“Alt-ac”? “Post-ac”? Or “no ac”?

“Alt-ac”? “Post-ac”? Or “no ac”?

The latest article making the rounds of my small world concerns the future of doctoral students:  “Finding Life After Academia — and Not Feeling Bad About It.” The article features Ph.D.s or Ph.D. candidates in the humanities who have left the academic world (in which they were generally still searching for a job, or in one case dissatisfied with the job they had found) in order to make their way in the business world, or in nonprofit or government employment, and it describes halting attempts by graduate programs to help their graduates find work outside academia, or outside the professoriate anyway.  The term “alternative academic,” or “alt-ac” “has gained widespread currency (and its own Twitter hashtag) and can refer to jobs within universities but outside the professoriate, like administrator or librarian, as well as nonacademic roles like government-employed historian and museum curator,” according to the article.  Apparently (though it’s not entirely clear), the term is also beginning to refer to any job that an individual with a Ph.D., or nearly so, takes upon leaving academia.

Here’s what the article misses:

1)  In the business world, people who spent time getting a doctorate and then want to find an alternate career path are at a disadvantage in getting hired, relative to someone straight out of school.  The mere fact that the business world is their second-choice career is a negative, as well as the feeling that if they’re really interested in literature, or philosophy, or whatever, they won’t be able to “get their hands dirty” (even if only figuratively). 

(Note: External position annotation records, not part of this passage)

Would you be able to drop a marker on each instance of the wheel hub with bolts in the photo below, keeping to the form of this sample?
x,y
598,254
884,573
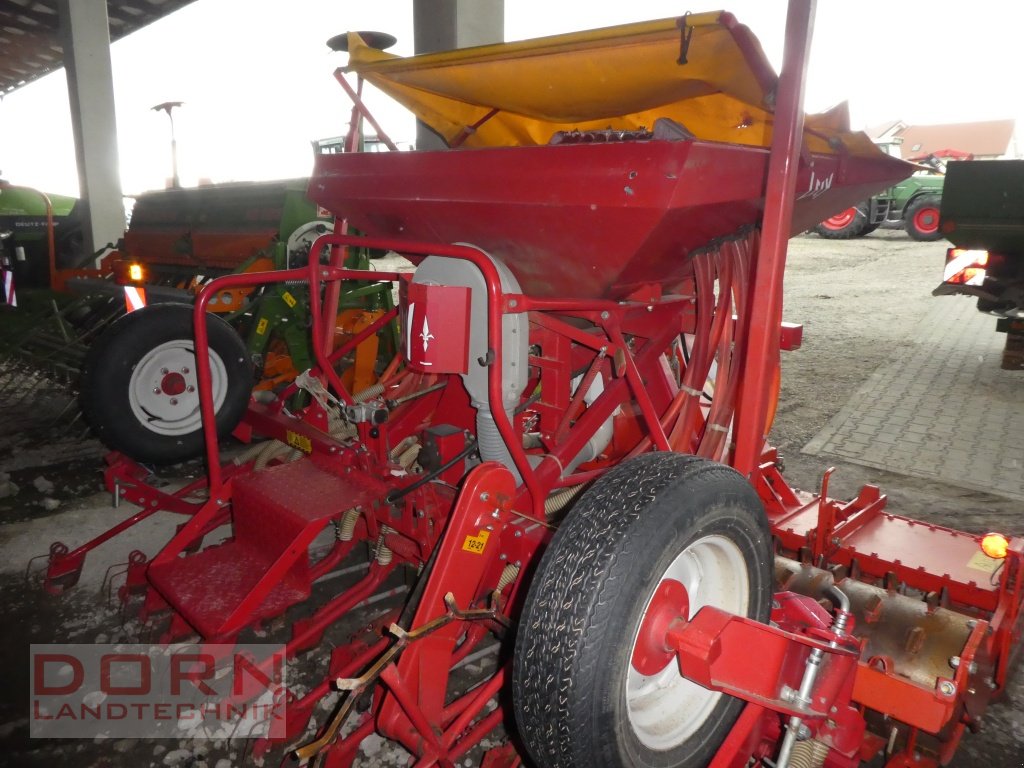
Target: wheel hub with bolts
x,y
162,389
667,608
666,709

2)  There is a cost to graduate school.  Of course, for the typical student, a teaching assistantship covers tuition and provides a basic stipend (and anyone attending graduate school, in a field which isn’t explicitly career-oriented, should only do so with a stipend, or, exceptionally, with some other means of support, but should never be taking out loans), so it may seem like it’s a cost-free way to pursue one’s deep interest, but no one really seems to talk about the opportunity cost

I know this:  I spent five years in grad school.  (This was back in the days when we were all told that there was an upcoming cohort of retiring faculty so the job market would be great when we finished, and, besides, I was a stellar undergraduate student, with respect to my classroom assignments, so I didn’t have any clue that graduate work, or, specifically dissertation work, would require a whole new level of initiative I didn’t have.)  When I left, and started an entry-level job in my current field (below entry-level, in a way — I had to prove myself to enter the actuarial “entry-level” program, starting as what was called an “analyst” doing more routine work), I was five years behind everyone else.  By the time I was ready to have kids (and we didn’t try any of this mid-30s nonsense), I had only just really started trying to build a career, because I had missed those first five years.  And this also meant five fewer years of retirement savings, of home down-payment savings, etc. 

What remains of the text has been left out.